Vingt-deux ans après la fermeture de la fonderie Metaleurop, les résultats d’une nouvelle campagne de mesures menées par Atmo Hauts-de-France font froid dans le dos. Cadmium, plomb, arsenic : les poussières de la désindustrialisation n’ont pas fini de se déposer sur les terres, dans les maisons, dans les corps.

L’air ambiant de plusieurs communes du secteur — Évin-Malmaison, Leforest, Dourges, Courcelles-les-Lens — reste significativement contaminé. Dans deux des six points de prélèvement, les concentrations de cadmium dépassent les seuils de référence.

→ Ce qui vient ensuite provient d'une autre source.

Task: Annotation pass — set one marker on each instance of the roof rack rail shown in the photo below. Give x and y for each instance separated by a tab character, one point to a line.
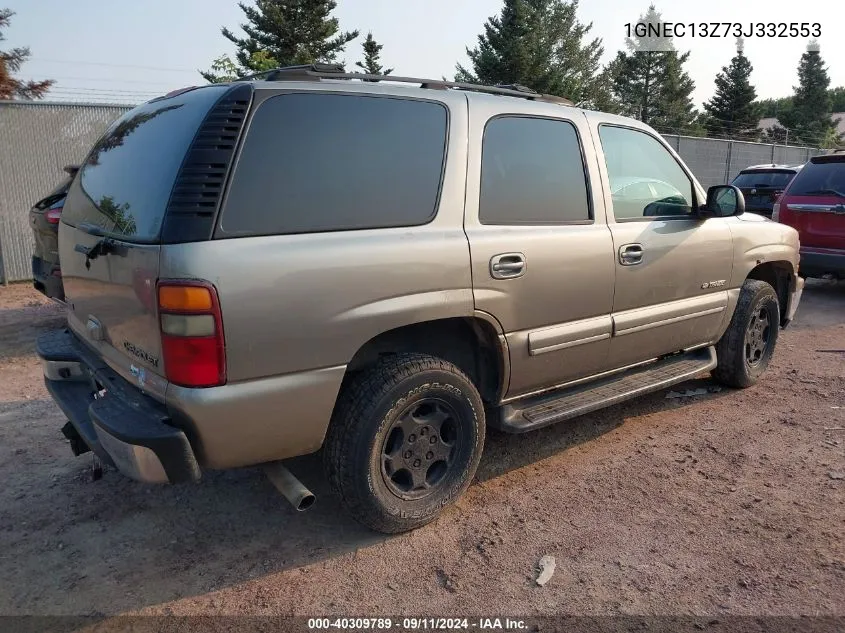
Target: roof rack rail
317	72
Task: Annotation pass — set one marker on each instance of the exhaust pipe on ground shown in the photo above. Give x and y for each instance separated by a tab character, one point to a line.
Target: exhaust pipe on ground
291	488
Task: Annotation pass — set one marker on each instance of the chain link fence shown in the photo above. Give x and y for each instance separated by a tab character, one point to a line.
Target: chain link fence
38	139
718	161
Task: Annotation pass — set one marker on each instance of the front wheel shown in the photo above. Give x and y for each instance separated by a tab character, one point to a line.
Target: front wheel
404	441
747	346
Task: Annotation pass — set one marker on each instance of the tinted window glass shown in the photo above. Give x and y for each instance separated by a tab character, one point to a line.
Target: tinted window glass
764	179
318	162
635	158
130	172
532	172
820	178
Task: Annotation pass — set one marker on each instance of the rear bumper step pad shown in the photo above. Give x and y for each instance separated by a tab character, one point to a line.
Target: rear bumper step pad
123	426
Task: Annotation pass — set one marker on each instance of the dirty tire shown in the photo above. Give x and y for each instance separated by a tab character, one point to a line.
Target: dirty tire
375	410
738	367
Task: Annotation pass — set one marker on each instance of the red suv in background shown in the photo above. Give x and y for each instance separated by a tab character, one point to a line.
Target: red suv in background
814	205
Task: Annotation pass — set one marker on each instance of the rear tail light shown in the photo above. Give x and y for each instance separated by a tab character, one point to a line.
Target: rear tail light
192	342
53	215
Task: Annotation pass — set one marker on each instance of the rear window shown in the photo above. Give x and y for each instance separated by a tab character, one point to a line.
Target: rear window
822	178
321	162
130	172
764	179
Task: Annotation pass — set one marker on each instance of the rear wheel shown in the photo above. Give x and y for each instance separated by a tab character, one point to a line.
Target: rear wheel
404	441
748	344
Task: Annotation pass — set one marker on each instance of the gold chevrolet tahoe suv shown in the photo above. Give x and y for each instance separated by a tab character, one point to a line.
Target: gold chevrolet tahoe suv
303	261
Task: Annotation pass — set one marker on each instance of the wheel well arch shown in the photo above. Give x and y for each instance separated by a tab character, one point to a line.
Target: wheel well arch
780	276
473	344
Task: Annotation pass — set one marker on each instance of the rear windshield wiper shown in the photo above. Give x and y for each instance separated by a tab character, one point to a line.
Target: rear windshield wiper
103	246
824	192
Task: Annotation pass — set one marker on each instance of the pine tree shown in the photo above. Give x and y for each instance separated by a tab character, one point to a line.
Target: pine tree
10	63
837	99
290	32
732	112
372	58
809	120
539	44
651	84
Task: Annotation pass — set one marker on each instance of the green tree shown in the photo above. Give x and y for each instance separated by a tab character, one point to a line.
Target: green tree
837	99
539	44
774	107
809	119
650	82
372	58
224	70
733	112
10	63
290	32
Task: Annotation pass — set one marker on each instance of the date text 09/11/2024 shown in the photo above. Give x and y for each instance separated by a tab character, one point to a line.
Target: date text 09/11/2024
417	624
723	29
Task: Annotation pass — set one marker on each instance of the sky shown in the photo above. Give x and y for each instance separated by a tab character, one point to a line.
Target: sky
120	51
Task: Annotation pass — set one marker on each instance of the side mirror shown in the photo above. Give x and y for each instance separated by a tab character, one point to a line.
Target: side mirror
723	201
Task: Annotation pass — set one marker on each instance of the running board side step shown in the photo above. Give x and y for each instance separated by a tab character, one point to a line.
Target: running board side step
534	412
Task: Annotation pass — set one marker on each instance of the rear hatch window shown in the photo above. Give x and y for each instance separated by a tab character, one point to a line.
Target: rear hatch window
130	172
814	203
825	176
775	179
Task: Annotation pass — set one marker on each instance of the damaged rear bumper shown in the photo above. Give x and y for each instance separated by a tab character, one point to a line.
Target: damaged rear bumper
111	417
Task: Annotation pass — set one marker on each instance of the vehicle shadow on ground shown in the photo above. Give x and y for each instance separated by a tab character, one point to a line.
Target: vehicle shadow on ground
115	545
822	305
19	327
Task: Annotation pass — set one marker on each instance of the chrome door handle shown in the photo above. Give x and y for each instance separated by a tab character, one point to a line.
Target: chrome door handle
507	265
630	254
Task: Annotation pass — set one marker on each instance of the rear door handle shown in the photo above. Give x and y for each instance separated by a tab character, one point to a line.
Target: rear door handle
630	254
507	265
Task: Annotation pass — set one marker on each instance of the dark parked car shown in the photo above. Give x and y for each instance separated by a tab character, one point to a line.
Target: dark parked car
44	219
814	205
762	184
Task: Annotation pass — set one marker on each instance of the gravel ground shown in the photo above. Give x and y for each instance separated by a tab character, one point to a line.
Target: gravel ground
729	503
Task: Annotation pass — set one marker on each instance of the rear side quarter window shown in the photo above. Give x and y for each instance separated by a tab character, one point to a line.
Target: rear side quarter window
333	162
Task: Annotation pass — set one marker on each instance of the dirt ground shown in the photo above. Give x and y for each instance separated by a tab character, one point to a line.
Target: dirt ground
728	503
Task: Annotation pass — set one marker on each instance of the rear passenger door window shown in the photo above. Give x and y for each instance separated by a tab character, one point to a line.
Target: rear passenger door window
333	162
532	172
645	179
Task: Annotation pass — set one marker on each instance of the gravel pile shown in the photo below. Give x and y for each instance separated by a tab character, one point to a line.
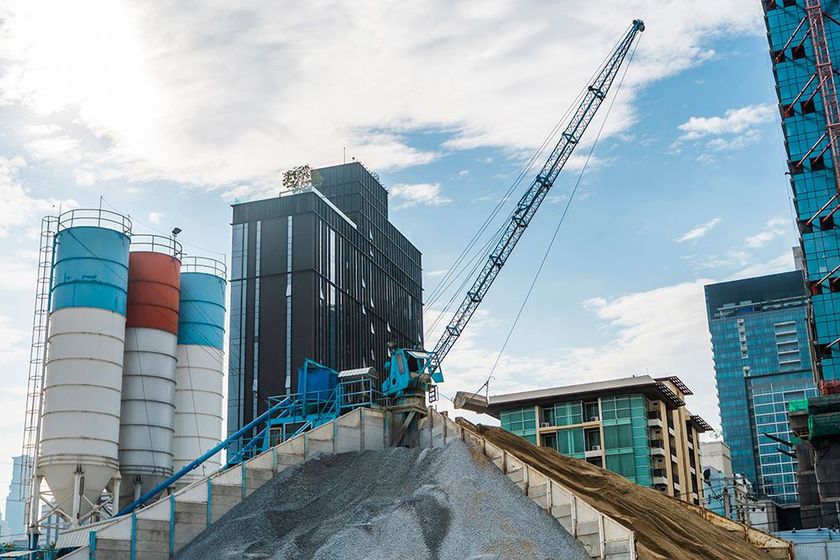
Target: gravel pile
445	503
665	529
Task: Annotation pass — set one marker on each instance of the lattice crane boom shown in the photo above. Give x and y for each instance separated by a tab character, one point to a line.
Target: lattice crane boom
409	373
533	197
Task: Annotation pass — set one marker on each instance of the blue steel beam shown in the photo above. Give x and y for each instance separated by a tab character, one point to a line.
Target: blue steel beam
265	416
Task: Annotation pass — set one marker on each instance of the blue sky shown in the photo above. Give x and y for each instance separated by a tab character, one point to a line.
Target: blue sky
171	113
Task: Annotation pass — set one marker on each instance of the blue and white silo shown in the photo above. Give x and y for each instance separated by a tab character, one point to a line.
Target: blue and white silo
80	426
200	370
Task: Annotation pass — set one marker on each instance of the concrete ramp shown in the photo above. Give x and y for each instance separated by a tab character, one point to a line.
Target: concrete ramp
444	503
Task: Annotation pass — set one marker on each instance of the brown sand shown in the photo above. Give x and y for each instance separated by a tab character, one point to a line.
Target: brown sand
665	529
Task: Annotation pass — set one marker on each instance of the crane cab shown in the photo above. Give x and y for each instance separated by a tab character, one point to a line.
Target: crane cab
408	371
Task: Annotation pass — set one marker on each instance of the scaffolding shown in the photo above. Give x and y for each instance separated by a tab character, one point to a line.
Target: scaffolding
37	359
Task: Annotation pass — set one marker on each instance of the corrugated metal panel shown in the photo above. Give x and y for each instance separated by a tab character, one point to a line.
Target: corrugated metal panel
91	269
202	310
81	420
148	403
198	406
153	286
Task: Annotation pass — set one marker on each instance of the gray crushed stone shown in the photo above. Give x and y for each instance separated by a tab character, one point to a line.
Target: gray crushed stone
431	504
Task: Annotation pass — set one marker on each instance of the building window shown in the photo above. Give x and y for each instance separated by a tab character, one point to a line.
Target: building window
566	414
593	439
591	411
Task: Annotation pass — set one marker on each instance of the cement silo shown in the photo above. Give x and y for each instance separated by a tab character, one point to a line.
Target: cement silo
80	426
147	418
200	373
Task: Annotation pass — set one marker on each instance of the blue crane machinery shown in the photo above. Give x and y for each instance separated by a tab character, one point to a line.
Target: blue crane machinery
413	373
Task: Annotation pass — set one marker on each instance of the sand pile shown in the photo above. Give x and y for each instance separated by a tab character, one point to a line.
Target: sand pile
445	503
665	529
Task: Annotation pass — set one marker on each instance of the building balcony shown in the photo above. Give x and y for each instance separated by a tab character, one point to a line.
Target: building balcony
657	447
660	477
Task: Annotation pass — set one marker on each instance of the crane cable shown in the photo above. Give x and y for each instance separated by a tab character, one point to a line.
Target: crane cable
486	384
453	273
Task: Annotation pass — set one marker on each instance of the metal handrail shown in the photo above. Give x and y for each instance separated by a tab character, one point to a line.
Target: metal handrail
94	217
148	242
205	265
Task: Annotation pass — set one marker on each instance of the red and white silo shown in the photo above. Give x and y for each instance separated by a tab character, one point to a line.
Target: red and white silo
147	414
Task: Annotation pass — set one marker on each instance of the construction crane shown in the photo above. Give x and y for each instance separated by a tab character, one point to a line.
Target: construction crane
412	373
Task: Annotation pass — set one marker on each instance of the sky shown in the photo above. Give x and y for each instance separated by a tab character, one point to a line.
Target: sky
171	111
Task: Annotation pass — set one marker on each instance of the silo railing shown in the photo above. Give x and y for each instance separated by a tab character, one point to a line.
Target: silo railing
94	217
204	264
156	244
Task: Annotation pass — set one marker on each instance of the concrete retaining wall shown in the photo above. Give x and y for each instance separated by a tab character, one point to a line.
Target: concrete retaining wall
157	531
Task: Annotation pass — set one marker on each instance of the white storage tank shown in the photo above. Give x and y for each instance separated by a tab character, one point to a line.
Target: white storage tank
147	419
78	451
200	372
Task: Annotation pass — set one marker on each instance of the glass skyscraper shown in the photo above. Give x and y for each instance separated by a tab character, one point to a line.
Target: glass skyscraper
637	427
760	347
804	40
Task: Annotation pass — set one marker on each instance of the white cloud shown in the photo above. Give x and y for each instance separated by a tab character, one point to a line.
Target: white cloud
699	231
42	129
58	150
19	210
736	129
246	90
18	272
426	194
658	332
734	121
774	228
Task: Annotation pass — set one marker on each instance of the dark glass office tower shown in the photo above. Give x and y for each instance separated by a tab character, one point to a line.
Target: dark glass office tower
317	273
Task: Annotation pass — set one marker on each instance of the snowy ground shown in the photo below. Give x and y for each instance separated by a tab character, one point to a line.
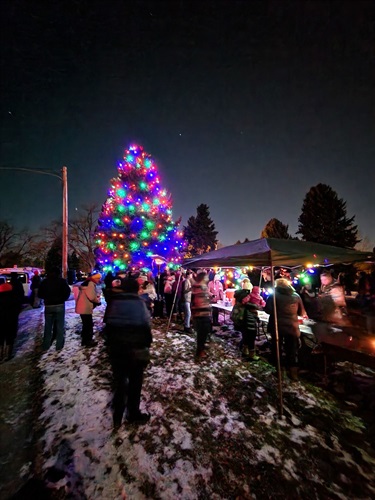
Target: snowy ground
214	433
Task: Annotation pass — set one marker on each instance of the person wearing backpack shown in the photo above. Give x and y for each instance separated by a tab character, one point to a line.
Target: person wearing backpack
246	320
168	292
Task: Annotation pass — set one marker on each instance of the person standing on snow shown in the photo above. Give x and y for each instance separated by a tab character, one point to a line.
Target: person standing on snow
128	334
87	299
216	291
34	287
55	291
201	312
249	324
289	306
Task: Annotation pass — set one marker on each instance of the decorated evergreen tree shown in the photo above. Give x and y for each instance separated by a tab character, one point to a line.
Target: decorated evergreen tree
200	233
136	220
275	229
324	219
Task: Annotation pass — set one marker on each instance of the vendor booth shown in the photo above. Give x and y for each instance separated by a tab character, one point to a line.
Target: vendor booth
273	252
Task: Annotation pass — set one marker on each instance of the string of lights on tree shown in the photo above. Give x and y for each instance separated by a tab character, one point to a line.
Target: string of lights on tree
136	224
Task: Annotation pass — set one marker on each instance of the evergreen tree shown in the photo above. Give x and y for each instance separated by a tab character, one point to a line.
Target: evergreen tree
275	229
323	219
136	220
200	233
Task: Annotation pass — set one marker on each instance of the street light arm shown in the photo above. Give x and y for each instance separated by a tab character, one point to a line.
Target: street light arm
37	171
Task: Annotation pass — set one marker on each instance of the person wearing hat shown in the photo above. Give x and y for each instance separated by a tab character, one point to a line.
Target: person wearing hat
289	306
129	336
55	291
35	284
248	326
87	299
201	311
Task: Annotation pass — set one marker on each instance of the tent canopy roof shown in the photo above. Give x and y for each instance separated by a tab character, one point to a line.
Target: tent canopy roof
278	252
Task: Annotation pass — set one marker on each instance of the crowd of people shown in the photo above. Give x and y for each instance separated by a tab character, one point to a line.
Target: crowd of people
134	298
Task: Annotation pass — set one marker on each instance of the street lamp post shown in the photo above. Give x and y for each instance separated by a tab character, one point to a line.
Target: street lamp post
64	179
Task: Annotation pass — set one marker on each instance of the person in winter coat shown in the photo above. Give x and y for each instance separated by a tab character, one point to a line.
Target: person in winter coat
55	291
11	300
289	306
216	291
201	312
249	324
88	298
128	333
186	291
34	287
256	298
168	292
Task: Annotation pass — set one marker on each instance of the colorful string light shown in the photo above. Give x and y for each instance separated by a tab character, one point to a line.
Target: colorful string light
136	219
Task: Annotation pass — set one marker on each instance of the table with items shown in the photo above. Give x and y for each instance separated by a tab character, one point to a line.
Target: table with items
337	344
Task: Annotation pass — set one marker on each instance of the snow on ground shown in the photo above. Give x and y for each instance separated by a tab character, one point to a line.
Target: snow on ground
214	431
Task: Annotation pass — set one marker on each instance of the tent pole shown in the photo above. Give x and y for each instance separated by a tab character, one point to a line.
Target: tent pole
277	342
174	298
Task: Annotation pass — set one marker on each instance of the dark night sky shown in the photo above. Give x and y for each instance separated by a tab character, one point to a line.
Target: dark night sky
243	104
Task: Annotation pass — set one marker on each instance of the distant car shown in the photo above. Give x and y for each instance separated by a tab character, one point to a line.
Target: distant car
24	275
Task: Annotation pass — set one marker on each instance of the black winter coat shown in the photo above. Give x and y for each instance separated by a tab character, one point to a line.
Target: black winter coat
128	321
251	315
289	305
54	291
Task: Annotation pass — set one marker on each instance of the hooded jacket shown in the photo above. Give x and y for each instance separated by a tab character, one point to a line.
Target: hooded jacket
128	321
54	291
87	298
251	314
289	305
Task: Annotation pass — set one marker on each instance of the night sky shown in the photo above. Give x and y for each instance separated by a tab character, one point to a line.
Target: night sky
244	105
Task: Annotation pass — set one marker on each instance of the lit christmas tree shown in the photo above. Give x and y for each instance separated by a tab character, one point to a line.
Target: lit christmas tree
135	224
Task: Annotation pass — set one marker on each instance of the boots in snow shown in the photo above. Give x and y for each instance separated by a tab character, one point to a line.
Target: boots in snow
293	373
253	356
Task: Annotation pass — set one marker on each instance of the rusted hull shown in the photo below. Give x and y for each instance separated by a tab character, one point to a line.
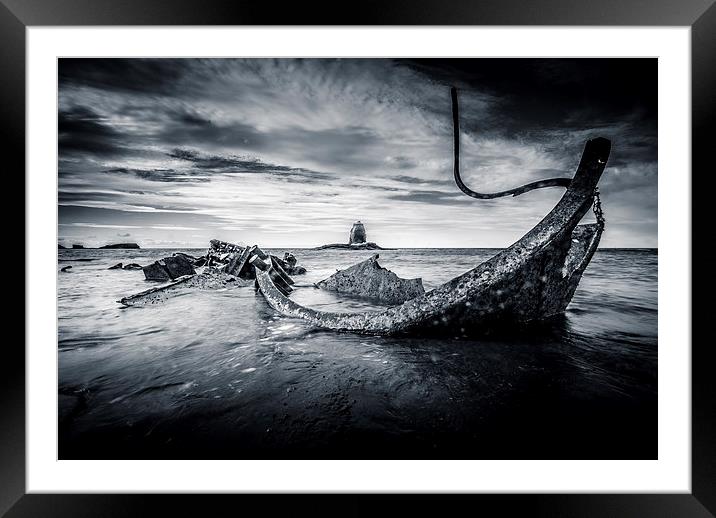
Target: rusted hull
533	279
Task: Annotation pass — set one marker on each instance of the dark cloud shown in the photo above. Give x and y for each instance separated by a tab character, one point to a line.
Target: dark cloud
158	135
402	162
81	130
152	76
534	95
433	197
234	164
160	175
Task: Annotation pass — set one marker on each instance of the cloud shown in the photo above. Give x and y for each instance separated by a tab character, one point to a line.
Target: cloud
291	151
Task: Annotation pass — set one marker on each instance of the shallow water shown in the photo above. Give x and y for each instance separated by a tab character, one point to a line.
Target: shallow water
219	374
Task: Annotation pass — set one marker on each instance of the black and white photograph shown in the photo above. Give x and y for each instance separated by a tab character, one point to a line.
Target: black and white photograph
358	258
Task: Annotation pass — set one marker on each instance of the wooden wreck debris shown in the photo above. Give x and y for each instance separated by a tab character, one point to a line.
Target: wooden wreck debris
369	279
209	279
533	279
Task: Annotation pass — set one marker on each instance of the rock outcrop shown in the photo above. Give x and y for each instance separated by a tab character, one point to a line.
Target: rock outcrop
168	268
131	246
357	234
369	279
357	240
211	278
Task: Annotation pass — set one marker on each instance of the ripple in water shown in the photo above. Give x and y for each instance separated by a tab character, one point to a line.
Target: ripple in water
221	375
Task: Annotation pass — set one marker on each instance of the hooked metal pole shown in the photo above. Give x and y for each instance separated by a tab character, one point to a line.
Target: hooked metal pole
551	182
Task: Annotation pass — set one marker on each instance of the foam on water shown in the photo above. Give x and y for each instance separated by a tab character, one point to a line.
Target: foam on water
206	373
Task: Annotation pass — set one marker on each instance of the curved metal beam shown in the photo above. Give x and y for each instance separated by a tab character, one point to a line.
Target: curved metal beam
551	182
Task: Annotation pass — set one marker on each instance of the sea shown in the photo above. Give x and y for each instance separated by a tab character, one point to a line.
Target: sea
220	375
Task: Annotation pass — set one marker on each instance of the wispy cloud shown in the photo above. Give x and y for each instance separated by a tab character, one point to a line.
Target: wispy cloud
289	152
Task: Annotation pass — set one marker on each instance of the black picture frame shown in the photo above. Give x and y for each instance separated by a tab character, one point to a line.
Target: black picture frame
700	15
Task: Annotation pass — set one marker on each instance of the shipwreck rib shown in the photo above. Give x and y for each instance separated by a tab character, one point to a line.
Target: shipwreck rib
533	279
551	182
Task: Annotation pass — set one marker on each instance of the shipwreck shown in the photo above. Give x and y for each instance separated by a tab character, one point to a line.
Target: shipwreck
532	280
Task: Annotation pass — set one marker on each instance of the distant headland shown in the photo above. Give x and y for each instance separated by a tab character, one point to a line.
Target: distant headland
132	246
357	240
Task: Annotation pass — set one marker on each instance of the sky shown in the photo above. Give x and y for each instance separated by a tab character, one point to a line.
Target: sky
290	152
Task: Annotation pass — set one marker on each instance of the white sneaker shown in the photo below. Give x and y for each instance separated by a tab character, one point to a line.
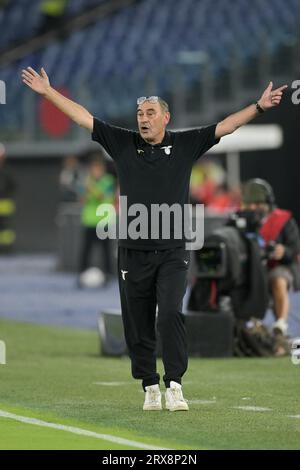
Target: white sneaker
152	398
174	398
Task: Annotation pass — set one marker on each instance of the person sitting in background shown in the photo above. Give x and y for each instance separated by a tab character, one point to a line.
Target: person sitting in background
208	186
282	242
53	14
99	189
70	179
7	205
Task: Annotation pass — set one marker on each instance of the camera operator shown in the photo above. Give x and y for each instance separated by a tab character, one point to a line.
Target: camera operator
282	244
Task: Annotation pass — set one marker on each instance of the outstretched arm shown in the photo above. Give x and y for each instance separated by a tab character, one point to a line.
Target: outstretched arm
40	84
269	99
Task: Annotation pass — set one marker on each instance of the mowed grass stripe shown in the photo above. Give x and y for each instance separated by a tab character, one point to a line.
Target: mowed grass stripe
82	432
51	374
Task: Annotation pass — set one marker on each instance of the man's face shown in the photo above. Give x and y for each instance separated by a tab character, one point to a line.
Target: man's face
152	121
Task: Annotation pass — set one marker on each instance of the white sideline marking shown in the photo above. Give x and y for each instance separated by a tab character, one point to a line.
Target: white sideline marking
81	432
113	384
252	408
202	402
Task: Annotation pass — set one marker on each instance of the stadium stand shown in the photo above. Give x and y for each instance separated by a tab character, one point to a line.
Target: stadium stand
120	56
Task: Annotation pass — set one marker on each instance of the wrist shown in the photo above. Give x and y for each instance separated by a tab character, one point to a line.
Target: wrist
47	92
259	108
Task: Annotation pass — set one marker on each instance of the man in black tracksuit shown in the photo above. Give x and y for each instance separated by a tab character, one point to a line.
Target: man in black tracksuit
154	167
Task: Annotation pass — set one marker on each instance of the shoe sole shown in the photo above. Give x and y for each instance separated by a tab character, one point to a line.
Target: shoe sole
169	408
152	408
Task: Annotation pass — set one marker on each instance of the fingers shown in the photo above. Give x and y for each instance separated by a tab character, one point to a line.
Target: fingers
43	73
282	88
32	71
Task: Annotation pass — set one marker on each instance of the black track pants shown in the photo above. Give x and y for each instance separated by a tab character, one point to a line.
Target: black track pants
148	279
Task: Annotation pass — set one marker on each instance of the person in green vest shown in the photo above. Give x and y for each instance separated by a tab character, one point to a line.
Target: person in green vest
99	189
7	205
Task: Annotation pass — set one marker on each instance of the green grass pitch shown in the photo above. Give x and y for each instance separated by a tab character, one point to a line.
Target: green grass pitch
56	375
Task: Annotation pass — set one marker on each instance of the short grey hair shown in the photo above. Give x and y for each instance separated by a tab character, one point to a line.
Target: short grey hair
164	105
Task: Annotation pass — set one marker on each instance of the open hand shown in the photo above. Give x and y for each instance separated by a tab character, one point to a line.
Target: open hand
39	83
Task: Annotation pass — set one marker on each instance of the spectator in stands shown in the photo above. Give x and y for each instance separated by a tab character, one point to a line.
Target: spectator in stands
281	235
70	179
53	12
7	204
99	188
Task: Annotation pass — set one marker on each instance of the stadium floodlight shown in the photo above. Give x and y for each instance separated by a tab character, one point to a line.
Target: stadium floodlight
2	353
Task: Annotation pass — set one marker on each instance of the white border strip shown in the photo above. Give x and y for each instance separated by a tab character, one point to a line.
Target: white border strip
81	432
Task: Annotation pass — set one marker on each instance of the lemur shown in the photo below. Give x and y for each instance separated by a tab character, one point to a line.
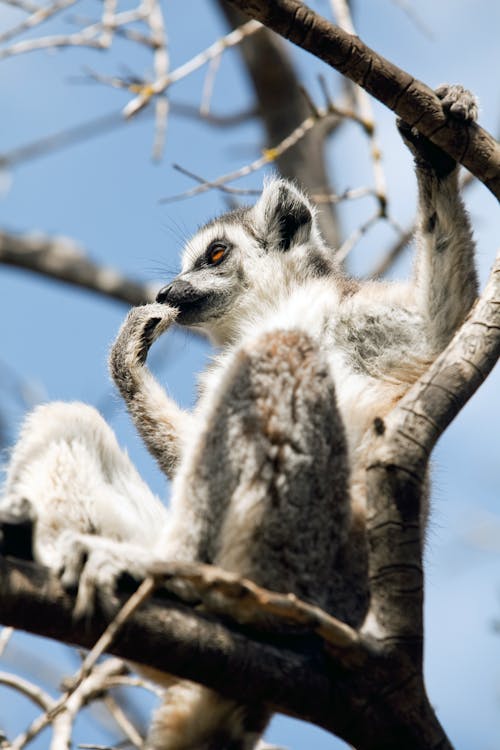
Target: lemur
269	469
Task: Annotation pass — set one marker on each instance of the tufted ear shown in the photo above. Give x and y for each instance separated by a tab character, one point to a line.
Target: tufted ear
283	215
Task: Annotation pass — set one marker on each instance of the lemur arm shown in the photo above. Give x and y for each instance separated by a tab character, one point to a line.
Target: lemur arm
162	424
445	276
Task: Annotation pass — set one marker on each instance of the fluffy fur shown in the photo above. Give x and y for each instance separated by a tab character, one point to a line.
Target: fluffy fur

Même constat pour le plomb et l’arsenic, pourtant interdits dans de nombreux usages depuis des décennies.
Une pollution persistante, des effets à long terme
Metaleurop a fermé en 2003. Mais le passif environnemental de la fonderie n’a jamais été soldé. Au contraire : les poussières issues des anciens stocks industriels semblent se ré-envoler avec le vent, entretenant une pollution chronique. « Les concentrations de métaux lourds dans les poussières collectées ont des valeurs proches de celles que l’on trouve aux abords d’unités d’incinération ou de grands axes routiers », alerte Céline Derosiaux, directrice adjointe des relations extérieures chez Atmo Hauts-de-France.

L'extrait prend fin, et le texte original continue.